[Spambayes] For the bold

Fri, 04 Oct 2002 15:11:11 -0400

I checked in enough stuff so that bold experimenters can play with the
central-limit schemes, but not yet enough so that I (and Rob, bless his
heart) can get a detailed picture of what's going on under the covers
(patience, please).

You CANNOT use a cross-validation test with these schemes.  So don't use
timcv or mboxtest.  timtest is fine, or any other grid driver (are there
any?).  I believe I'll need to whip up a custom driver for deeper analysis
to make progress.

You CANNOT meaningfully compare error rates between a cross-validation
driver and a grid driver.  Don't even think about it.  If you want to do
comparisons with a central-limit scheme, use a grid driver for both.

A sample .ini file:

"""
[Classifier]
use_central_limit2: True
max_discriminators: 50
zscore_ratio_cutoff: 1.9

[TestDriver]
spam_cutoff: 0.50
nbuckets: 4
"""

Note that, for now, every message gets one of just 4 distinct scores when a
central-limit scheme is in use:

0.00  -- certain it's ham
0.49  -- guesses ham but is unsure
0.51  -- guesses spam but is unsure
1.00  -- certain it's spam

That's the reason for setting nbuckets to 4:  more than that won't do you a
lick of good, as there are only 4 possible scores.  spam_cutoff must also be
exactly 0.50, and for the same reason; the "best cutoff" histogram analysis
is still displayed, but is meaningless.

Nothing is known about how max_discrimators affects this.  Play!

Nothing is known about how use_central_limit (as opposed to
use_central_limit2) works with this.  Play!
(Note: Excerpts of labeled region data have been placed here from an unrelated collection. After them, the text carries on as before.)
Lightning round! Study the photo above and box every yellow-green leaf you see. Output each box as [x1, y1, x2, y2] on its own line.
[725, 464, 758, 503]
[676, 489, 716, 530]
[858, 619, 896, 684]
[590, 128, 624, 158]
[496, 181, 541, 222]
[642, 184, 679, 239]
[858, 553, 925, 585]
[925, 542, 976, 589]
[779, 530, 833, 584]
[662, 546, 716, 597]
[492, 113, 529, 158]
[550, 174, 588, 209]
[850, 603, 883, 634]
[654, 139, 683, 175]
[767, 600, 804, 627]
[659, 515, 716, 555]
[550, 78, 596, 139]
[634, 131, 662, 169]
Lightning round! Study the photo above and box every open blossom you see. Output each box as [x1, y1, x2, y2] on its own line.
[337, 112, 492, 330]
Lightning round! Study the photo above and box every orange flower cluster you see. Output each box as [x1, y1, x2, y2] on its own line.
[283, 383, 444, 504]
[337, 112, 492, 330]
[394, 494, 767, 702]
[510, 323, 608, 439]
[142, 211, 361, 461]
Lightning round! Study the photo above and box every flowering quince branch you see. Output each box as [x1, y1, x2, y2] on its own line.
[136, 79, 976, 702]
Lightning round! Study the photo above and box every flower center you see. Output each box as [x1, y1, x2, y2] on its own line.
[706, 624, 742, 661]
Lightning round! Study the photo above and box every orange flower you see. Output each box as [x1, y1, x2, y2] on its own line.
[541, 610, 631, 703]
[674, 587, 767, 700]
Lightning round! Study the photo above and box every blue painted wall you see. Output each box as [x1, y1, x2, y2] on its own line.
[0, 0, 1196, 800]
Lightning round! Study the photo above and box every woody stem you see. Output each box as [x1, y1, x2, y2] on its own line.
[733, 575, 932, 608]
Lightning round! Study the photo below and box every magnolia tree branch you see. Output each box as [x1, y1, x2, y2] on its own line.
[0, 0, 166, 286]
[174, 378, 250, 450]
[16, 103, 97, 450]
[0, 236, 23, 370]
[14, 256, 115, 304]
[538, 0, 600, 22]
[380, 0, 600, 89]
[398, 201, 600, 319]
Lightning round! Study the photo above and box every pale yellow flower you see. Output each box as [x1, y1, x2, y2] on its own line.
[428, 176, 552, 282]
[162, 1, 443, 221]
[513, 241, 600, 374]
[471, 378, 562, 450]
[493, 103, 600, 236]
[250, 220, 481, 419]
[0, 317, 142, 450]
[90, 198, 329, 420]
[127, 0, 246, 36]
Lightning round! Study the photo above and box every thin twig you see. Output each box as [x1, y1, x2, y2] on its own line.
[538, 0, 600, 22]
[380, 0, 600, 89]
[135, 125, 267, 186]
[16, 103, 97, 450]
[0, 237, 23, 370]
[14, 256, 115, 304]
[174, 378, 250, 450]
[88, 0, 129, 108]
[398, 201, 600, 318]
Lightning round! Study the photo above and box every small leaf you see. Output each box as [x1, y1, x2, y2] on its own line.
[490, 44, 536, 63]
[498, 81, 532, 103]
When one of the central-limit schemes is in use, the list of (word, prob)
clues returned by spamprob() now has two made-up entries at the start, in
this order:

('*zham*', zham), ('*zspam*', zspam)

These are the ham and spam zscores.  So, for example, a listing of a false
positive now begins like so:

Data/Ham/Set2/143733.txt
prob = 0.51
prob('*zham*') = -65.9011
prob('*zspam*') = -53.3419
prob('header:Errors-To:1') = 0.0266272
prob('subject:: ') = 0.0266272
prob('python') = 0.0412844
...

Here's something remarkable.  I just tried this, with the .ini file given
above, like so:

    timtest.py -n5 --s=10 --h=10 -s123

In other words, this does 5**2-5 = 20 runs, training the classifier each
time on *just* 10 random ham and 10 random spam, and then predicting against
10 disjoint random ham and 10 disjoint random spam.

Here's the bottom line from this run (the "all runs" histograms at the end):

-> <stat> Ham scores for all runs: 200 items; mean 5.42; sdev 15.42
-> <stat> min 0; median 0; max 51
* = 3 items
  0.0 178 ************************************************************
 25.0  19 *******
 50.0   3 *
 75.0   0

-> <stat> Spam scores for all runs: 200 items; mean 93.13; sdev 17.03
-> <stat> min 49; median 100; max 100
* = 3 items
  0.0   0
 25.0   1 *
 50.0  27 *********
 75.0 172 **********************************************************

The 0.00 score ends up in the  0.0 bucket.
The 0.49 score ends up in the 25.0 bucket.
The 0.51 score ends up in the 50.0 bucket.
The 1.00 score ends up in the 75.0 bucket.

Even with such little data, this was never wrong when it was certain.  For
ham, it was wrong 3 of the 19+3=22 times it was unsure.
For spam, it was wrong 1 of the 27+1=28 times it was unsure.

What surprised me most there is-- given how little training was done --just
how often it *was* "certain".

This continues to suggest that these schemes have enormous potential, but we
still don't know how to exploit it (although with my pragmatic hat on, I'd
say we're already doing a not-too-shabby job of exploiting it <wink>).